Leipziger Folksessions Vol.I "18 aus 48 - Das Beste von der Barrikade"
HeiDeck; HD 98-3; 18 Tracks; Spielzeit: 57.26 min
Am Anfang stand die Idee, Leipziger Folkmusiker/innen, die sich ansonsten musikalisch aus dem Wege gehen, zusammenzubringen und gemeinsam einige deutsche Volkslieder aufzunehmen. Und so entstand unter der Leitung von Jürgen Wolff (Duo Sonnenschirm) die erste Folge der Leipziger Folksessions mit - passend zum Jubiläum - Liedern der 1848er Revolution. Beteiligt sind Mitglieder von Bierfiedler, U.L.M.A.N. und anderen Leipziger Folkgruppen. Das Album enthält neben klassischen Stücken auch unbekannteres Material sowie mit neuer Musik versehene Texte. Herausgekommen sind einige hörenswerte Interpretionen - es klingt weniger nach spontaner Session, wie der Titel suggeriert, sondern ist wohl produziert im Studio -, die in verstaubtes deutsches Liedgut neues Leben einhauchen. Eine Fortsetzung der Sessions ist zu begrüßen.
HeiDeck
Walkin' T:-)M


Lunasa "Lunasa"
Lunasa; LSA001; 11 Tracks; Spielzeit: 46.32 min
"Lunasa" ist das Debut-Album der gleichnamigen, hochgejubelten irischen Band - "they remind me of a band I used to play with" (Matt Molloy, Ex-Bothy Band). Neue Gruppe, aber keine unbekannten Gesichter: Flötist Mike McGoldrick spielt bei Capercaille und Flook!, Uilleann-Piper John McSherry ist bekannt von Tamalin und der Donal Lunny Band, Bassist Trevor Hutchinson und Gitarrist Donogh Hennessey sind Mitglieder der Sharon Shannon Band und Fiddler Sean Smyth hat mit Steve Cooney and Donal Lunny gearbeitet. Das Album enthält größtenteils Live-Aufnahmen, die die Variationsbreite der Gruppe zeigen: Solospiel als auch komplexes Zusammenspiel und Improvisation über den Melodien, unterlegt von Gitarre und Bass. Neben den typischen Reels und Jigs finden sich bretonische Melodien, ein Klezmerstück und eine Gavotte. Im Gegensatz zu anderen traditionellen Bands werden die Instrumentalstücke nicht durch gelegentliche Lieder unterbrochen. Von der Hype um Lunasa sollte man sich nicht abschrecken lassen, die Gruppe ist eines der aufregendsten Ensemble derzeit, von dem man sich noch manches zu hören erhofft.
Lunasa's Own Label
Walkin' T:-)M


Narada Collection Series: "Celtic Legacy - A Global Celtic Journey"

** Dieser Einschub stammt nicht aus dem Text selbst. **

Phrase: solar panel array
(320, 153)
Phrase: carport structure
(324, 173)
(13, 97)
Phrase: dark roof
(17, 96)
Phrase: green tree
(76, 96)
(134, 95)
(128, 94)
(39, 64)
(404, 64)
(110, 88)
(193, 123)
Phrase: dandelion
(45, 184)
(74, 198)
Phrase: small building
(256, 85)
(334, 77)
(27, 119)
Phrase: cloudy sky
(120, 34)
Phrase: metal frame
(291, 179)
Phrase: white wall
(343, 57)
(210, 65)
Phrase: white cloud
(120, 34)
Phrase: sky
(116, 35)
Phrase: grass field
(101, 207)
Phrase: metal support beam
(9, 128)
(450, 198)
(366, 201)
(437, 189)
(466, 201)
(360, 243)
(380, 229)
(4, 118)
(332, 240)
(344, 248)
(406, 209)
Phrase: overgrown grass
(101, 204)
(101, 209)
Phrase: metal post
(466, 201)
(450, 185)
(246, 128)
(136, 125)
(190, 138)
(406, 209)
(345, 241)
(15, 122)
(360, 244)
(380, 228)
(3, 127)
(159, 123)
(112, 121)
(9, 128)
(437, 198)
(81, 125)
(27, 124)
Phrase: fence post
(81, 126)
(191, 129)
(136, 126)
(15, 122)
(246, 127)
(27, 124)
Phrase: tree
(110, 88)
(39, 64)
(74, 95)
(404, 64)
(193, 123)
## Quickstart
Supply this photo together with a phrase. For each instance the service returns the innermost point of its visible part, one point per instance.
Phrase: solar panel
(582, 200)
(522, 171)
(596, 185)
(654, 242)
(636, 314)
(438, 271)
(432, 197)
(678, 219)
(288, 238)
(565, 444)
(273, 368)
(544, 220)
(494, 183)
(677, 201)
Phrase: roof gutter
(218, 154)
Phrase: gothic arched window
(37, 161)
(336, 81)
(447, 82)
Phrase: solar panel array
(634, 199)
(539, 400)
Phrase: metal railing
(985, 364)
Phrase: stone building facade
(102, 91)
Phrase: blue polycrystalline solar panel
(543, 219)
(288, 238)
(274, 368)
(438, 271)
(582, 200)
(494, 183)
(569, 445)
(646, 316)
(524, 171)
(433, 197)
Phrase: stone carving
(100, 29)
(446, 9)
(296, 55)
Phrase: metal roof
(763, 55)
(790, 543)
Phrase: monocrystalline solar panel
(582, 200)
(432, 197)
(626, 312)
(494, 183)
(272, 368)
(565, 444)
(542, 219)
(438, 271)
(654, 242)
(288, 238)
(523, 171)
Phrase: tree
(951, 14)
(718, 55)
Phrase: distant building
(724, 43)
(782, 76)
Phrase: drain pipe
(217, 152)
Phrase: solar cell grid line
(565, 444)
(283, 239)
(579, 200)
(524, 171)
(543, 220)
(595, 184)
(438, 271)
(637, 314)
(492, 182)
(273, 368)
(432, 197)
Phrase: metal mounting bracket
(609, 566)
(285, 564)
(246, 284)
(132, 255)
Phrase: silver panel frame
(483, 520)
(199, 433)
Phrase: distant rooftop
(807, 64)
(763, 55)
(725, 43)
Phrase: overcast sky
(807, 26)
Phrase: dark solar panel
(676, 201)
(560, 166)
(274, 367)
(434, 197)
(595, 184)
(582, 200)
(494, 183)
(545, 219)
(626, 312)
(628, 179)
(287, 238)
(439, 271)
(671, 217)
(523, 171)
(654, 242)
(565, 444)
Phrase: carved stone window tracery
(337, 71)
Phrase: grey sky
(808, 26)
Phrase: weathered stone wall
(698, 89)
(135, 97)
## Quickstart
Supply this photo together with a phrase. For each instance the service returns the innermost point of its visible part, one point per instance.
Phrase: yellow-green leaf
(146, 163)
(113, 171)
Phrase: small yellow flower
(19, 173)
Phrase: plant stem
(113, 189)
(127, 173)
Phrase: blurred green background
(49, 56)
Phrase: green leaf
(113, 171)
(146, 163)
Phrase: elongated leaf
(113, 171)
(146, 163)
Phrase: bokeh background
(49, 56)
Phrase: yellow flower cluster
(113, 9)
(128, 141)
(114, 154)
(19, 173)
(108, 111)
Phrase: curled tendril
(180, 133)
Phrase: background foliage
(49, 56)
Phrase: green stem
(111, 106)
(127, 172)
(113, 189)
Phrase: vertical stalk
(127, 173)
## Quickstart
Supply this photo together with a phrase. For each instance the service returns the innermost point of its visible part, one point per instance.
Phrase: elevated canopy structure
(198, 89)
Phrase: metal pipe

Label: Narada; VNDCD 12 08361-63916-2-5; Spielzeit: 64:46min
Keltische Sampler sind im Augenblick bei verschiedenen Labeln wieder sehr in Mode, als Cover sind mystische Motive aus der Blütezeit der Kelten sehr beliebt - so auch bei Celtic Legacy, hier prangt der Steinkreis von Callanish mit einem bläulich violetten Hintergrund auf der Vorderseite.
Wie der Untertitel 'A Global Celtic Journey' schon aussagt führt uns Narada auf einem Streifzug durch verschiedenen Regionen in denen keltische (oder doch eben irische, schottische, etc.) Musik gespielt wird. So finden sich Gruppen aus Irland (u.a. Maire Breatnach, Deiseal und Altan), Belgien (Orion), Kanada (The Barra MacNeils, Natalie MacMaster), Wales (4 yn y Bar), Galizien (Milladoiro), Schottland (William Jackson, The Poozies), USA (Eileen Ivers) und der Bretagne (Dominig Bouchaud).

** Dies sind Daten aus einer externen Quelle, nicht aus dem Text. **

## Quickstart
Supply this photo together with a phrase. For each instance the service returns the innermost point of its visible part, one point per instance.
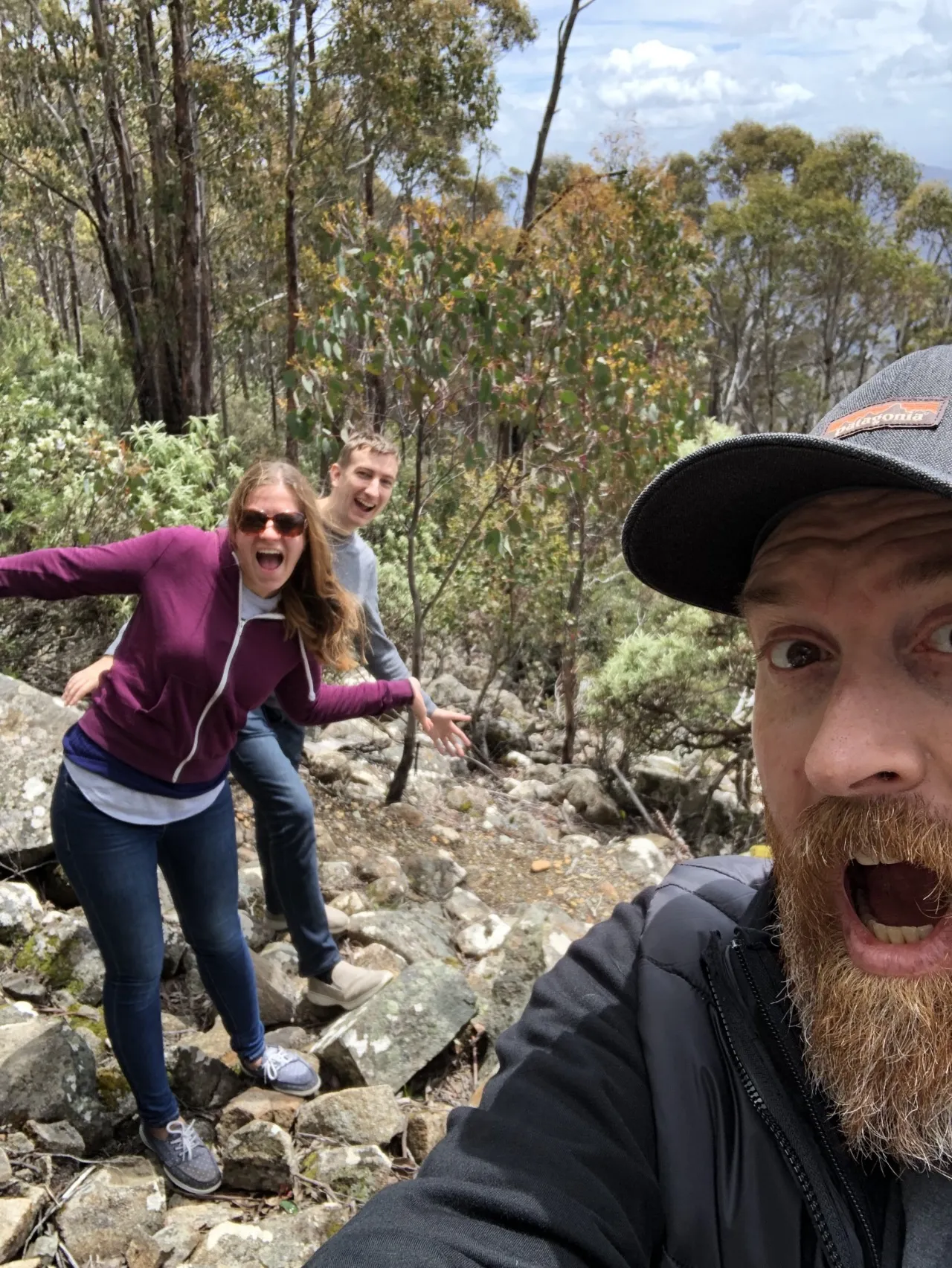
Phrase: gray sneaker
(185, 1158)
(286, 1072)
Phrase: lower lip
(885, 959)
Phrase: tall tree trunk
(399, 784)
(190, 243)
(570, 647)
(75, 297)
(291, 222)
(566, 25)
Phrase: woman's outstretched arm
(71, 572)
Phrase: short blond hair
(372, 441)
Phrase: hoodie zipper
(818, 1127)
(219, 689)
(784, 1144)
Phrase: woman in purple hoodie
(223, 621)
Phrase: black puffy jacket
(651, 1110)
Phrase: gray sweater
(356, 565)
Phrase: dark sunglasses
(287, 524)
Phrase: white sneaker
(338, 922)
(349, 987)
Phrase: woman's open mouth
(269, 561)
(895, 916)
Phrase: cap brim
(692, 531)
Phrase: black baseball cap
(692, 533)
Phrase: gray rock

Die musikalische Mischung ist recht harmonisch, meist wurden eher ruhigere, sanfte und recht akustische Musik ausgesucht. Neuentdeckungen sind für mich die walisischen '4 yn y Bar' und die belgischen 'Orion'.
Was (wie so oft bei Samplern) etwas fehlt, sind etwas genauere Informationen über die Gruppen...
Christian Moll


Blackmore's Night "Shadow of the Moon"
Label:
Edel Records; edel 0099022WHE; Spielzeit: 62.61 min
Blackmore's Night ist das neueste Projekt von Ritchie Blackmore, einem der Gründungsmitglieder der bekannten Rockband Deep Purple. Ganz so unpassend we es zuerst erscheint, ist es aber nicht, dieses Album in FolkWorld zu besprechen - denn Blackmore's Night ist Ritchies Rennaissance-Hommage. So finden sich an Instrumenten neben (akustischen und elektrischen) Gitarren und Synthies eben auch Mandoline, Tamburin, Blockflöte, Trompete, Cello, sogar Krummhörner wieder.

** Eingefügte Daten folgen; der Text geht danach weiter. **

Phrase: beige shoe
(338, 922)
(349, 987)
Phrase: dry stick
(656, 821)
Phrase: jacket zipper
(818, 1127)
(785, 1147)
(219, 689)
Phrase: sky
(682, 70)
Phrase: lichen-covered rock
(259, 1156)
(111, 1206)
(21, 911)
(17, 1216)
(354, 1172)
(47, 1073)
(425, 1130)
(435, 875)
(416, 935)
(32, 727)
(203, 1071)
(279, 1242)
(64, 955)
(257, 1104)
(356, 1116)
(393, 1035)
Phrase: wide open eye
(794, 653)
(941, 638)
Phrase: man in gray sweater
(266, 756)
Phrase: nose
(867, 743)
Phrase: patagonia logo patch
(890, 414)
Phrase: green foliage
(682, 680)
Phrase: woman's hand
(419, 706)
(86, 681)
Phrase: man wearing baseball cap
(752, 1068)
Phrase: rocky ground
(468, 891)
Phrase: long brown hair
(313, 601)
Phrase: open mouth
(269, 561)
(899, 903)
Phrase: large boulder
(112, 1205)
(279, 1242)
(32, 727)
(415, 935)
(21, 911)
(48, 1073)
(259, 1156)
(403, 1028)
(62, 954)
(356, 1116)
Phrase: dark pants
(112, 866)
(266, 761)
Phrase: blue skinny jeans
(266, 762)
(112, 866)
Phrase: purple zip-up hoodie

Die Lieder, die alle von Ritchies Lebensgefährtin Candice Night mit heller, angenehmer Stimme gesungen werden, sind zum Teil aus Ritchies Feder, zum Teil aber auch traditionell, und haben alle irgendwo das 16. Jahrhundert als musikalisches Thema. Ein Folkfan kann auf dieser Scheibe schon etliches nach seinem Geschmacke finden. Die Arrangements sind oft gelungen, Blockflöte, Krummhorn, Trompete etc. geschickt in die eben doch etwas poppig klingenden Lieder eingewoben - einige Stellen haben mich gar an die gute alte Malicorne-Zeit erinnert! Jethro Tull's Ian Anderson hat sich mit seiner Flöte auch für ein Stück 'Play Ministrels Play' ins Studio eingefunden, und - um noch ein paar bekannte Lieder zu nennen - es finden sich u.a. Greensleeves und das aus dem Radio gut bekannte 'Wish You Were Here' auf der Scheibe.
Wenn man bedenkt, daß dieses Rennaissance-Folk-Pop-Album sich ganze 17 Wochen in den deutschen Charts aufhielt, dann ist man Ritchie und Candice dankbar, daß sie so vielen Leuten zumindest ansatzweise einmal gezeigt haben, wie schön doch traditionelle Musik mit traditionellen Instrumenten sein kann. Naja, gut, insgesamt ist die Musik eben doch sehr Radio- und Supermarkt-freundlich, und der normale Hörer wird gar nicht gemerkt haben, daß da irgendwo Folk drin steckt. Trotz allem - eine schöne Sache.
Edel Records; Blackmore's Homepage;
Michael Moll.


Extra Drai MC"Musik aus dem Okzident"
Label: Eigenverlag (Demo-MC)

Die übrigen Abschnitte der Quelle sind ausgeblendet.